Also, the “waters of the flood were upon the earth” in teh passage PRIOR to the one you cite. So the fountains may have been referring to something else. I’m thinking soda fountains. “The Deep” was a malt shop, not a geological thing.
Plus, the don’t really have a theory about where the waters went 150 days later, do they?
So…in this reconstruction, where are the dinosaurs?
How can you miss the point? God is awesome. He just blew everyone away with his irresistible power. The people and donkeys at the market, the kid playing cards or whatever with her mama, everyone. Awesome. It doesn’t matter how exactly, it’s just so wow that you’ve gotta submit in a feverish and semi-orgasmic way. So powerful it’s got to be right. Mmmm, power.
(warning:this is sarcasm)
For the fountains of the deep, Google Walt Brown. Or check out Uncle Walty’s Wonder Water HydroPants Extravaganza at RnR or the original (lo o o ng and multiple) threads over on IIDB. Here’s one of them
The bibble was written by people who were ignorant of the mechanics of rainfall. The video was made by people ignorant of the bibble. What did you expect?
That’s one of the truly peculiar thing about religious people, they actually have no idea what they’re talking about, not ever.
I couldn’t resist.
How many feet would the Ark have to fall to equal the impact it’s going to experience when hit by that wave? About 66,500 miles.
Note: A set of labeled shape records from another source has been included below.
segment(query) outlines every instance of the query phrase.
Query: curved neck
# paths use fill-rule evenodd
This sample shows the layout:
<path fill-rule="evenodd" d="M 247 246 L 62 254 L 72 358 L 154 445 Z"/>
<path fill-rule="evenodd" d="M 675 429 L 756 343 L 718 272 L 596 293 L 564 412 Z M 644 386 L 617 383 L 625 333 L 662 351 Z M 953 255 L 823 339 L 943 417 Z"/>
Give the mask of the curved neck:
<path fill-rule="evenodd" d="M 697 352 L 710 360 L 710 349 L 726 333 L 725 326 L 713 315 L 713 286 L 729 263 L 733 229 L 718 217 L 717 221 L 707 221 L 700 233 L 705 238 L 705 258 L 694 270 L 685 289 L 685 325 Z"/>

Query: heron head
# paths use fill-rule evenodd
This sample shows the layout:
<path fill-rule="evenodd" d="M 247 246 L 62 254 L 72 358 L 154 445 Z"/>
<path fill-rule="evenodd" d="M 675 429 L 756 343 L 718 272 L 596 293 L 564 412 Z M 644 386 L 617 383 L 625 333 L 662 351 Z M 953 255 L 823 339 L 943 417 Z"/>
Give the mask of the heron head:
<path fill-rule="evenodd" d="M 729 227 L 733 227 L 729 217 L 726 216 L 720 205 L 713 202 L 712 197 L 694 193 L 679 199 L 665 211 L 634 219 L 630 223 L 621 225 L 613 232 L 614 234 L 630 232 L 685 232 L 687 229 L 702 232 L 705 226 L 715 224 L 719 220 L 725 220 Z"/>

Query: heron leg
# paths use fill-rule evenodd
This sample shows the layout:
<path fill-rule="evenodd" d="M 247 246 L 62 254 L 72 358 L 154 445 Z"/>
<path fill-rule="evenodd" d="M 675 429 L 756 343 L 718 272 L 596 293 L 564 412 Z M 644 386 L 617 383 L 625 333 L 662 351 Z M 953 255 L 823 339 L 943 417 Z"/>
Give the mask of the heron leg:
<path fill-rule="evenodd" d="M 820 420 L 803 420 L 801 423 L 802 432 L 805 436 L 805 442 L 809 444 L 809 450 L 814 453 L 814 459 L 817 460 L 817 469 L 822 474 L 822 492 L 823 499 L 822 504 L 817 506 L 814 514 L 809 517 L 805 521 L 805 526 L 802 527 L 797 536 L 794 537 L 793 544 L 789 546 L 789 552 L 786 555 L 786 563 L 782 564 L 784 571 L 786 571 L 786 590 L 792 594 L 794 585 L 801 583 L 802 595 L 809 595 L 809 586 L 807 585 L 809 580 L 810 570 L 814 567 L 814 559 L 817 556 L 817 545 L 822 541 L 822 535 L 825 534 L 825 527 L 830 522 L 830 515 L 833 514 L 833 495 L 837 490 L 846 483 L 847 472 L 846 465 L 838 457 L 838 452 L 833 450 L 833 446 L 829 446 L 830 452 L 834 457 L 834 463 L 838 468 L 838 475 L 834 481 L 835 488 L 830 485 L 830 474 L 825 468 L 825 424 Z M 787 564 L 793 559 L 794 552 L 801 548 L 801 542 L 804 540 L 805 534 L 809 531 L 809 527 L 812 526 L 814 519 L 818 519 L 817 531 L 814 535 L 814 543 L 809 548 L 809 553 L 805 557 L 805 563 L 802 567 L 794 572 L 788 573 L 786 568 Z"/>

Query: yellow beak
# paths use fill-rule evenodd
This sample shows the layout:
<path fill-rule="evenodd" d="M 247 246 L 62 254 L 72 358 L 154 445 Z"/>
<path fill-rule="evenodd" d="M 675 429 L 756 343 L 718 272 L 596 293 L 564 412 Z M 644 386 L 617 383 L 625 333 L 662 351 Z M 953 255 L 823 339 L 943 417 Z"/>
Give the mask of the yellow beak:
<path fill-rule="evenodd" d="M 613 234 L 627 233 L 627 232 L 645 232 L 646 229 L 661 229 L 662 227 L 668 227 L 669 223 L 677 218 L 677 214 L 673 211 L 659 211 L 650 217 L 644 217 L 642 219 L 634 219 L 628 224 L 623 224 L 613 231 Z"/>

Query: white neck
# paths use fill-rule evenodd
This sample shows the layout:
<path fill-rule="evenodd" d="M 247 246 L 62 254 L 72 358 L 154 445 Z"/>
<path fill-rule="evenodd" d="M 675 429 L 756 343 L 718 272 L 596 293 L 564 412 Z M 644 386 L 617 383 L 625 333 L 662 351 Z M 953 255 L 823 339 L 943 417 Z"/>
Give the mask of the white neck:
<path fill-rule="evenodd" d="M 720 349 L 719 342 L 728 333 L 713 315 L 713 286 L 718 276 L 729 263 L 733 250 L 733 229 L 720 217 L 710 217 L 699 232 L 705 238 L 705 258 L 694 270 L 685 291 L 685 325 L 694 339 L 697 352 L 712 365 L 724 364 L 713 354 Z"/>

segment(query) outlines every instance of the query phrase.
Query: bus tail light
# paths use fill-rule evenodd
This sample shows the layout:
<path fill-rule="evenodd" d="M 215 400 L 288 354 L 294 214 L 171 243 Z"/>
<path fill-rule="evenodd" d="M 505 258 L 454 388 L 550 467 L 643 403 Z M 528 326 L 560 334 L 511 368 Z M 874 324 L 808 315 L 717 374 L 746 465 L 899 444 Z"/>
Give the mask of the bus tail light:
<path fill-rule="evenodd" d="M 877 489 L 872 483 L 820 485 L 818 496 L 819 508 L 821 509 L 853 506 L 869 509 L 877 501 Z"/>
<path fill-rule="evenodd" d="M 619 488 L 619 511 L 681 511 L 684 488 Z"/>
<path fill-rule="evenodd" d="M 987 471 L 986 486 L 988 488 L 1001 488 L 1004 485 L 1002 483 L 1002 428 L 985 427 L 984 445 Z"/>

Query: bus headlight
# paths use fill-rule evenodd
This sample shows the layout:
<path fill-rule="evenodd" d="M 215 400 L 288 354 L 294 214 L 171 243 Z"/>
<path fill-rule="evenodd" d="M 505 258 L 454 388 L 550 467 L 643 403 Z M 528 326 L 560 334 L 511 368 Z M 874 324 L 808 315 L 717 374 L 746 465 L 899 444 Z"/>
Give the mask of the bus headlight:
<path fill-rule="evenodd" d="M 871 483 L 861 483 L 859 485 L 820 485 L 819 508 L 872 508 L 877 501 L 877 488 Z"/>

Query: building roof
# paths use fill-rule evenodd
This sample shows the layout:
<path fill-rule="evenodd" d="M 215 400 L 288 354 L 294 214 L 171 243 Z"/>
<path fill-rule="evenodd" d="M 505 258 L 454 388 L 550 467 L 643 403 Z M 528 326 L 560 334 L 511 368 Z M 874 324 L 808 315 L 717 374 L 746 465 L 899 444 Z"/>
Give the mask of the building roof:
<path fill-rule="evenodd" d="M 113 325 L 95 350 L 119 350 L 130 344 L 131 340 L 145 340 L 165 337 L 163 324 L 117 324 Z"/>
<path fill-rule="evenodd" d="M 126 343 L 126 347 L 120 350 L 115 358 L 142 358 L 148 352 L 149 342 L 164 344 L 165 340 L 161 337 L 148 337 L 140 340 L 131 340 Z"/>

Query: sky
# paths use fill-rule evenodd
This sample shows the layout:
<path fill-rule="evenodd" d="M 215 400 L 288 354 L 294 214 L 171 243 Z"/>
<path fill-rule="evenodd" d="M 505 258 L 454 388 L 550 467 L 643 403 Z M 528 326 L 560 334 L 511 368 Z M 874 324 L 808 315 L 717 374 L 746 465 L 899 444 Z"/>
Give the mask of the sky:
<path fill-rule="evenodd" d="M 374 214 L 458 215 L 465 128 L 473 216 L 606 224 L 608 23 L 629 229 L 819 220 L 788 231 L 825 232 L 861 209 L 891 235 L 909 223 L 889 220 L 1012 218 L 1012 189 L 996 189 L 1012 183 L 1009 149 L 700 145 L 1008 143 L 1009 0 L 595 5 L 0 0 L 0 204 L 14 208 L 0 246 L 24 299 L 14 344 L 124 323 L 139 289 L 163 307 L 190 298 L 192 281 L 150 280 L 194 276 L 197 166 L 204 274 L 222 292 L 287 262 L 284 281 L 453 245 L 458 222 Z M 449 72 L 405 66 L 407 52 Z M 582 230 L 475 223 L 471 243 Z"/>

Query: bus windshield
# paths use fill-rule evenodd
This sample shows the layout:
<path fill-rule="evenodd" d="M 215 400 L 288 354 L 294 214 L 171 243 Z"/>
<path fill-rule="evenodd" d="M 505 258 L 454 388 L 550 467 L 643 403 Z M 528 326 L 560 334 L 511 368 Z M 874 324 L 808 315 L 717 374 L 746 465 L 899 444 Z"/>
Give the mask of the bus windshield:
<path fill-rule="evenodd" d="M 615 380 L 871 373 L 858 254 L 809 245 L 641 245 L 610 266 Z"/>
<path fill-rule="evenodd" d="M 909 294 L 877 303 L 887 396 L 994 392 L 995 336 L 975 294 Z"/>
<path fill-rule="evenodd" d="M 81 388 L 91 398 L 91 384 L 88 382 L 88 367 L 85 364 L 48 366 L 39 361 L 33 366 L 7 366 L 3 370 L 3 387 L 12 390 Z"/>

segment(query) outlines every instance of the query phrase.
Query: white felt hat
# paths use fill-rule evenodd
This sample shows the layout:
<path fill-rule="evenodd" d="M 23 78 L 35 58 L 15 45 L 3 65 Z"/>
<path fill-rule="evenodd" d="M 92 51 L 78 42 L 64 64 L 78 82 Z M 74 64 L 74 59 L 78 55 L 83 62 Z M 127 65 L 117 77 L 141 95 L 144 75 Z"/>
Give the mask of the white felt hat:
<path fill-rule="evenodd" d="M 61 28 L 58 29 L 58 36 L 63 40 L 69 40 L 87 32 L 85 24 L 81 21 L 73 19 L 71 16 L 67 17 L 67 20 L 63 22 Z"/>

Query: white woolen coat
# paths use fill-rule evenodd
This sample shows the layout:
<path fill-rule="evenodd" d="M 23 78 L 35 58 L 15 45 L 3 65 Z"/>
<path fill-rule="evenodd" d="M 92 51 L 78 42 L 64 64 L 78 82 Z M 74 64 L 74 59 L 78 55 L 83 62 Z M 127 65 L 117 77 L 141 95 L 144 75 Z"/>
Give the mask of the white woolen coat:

@The Professor – good point on wtf accelerates that much water to that high a velocity.
@cuttlefish – that’s pretty sharp, I may have to write that down.
Sorry professor youre a little off. Go back to the video again, the 66500 mile ark needs to be re figured. I watched and re watched that video. It took 8 hours for the wave to go a quarter way around the world. So each wave must travel 6225 in 8 hours, or 480 minutes which comes to be about 12.96 miles per minute or 1/5 of a mile per minute. I’m no creationist but before you do math get the facts straight. Look at the clock a little closer, it starts off at 8 and ends at 4. Please, re-do the math for the sake of looking like an ass. thank you
It never occurred to me to “do the math” as that would involve me taking this absurd video seriously.
But I always like to do whatever any random commenter on my site insist that I do, so I did some math, and it turns out that the wave would have been moving somewhat faster than the speed of sound. An object the size of this wave moving that fast would produce a concussive aerial wave in advance of its movement that would blow any ark to bits and kill all on board.
Here‘s the math on that
@who cares: Thanks; I suppose I care…
@noastronomer: Thanks–I see, though, my url is screwed up on that post. I will take the time to get it right on this one, so you can find where I store my other cephalopoddities.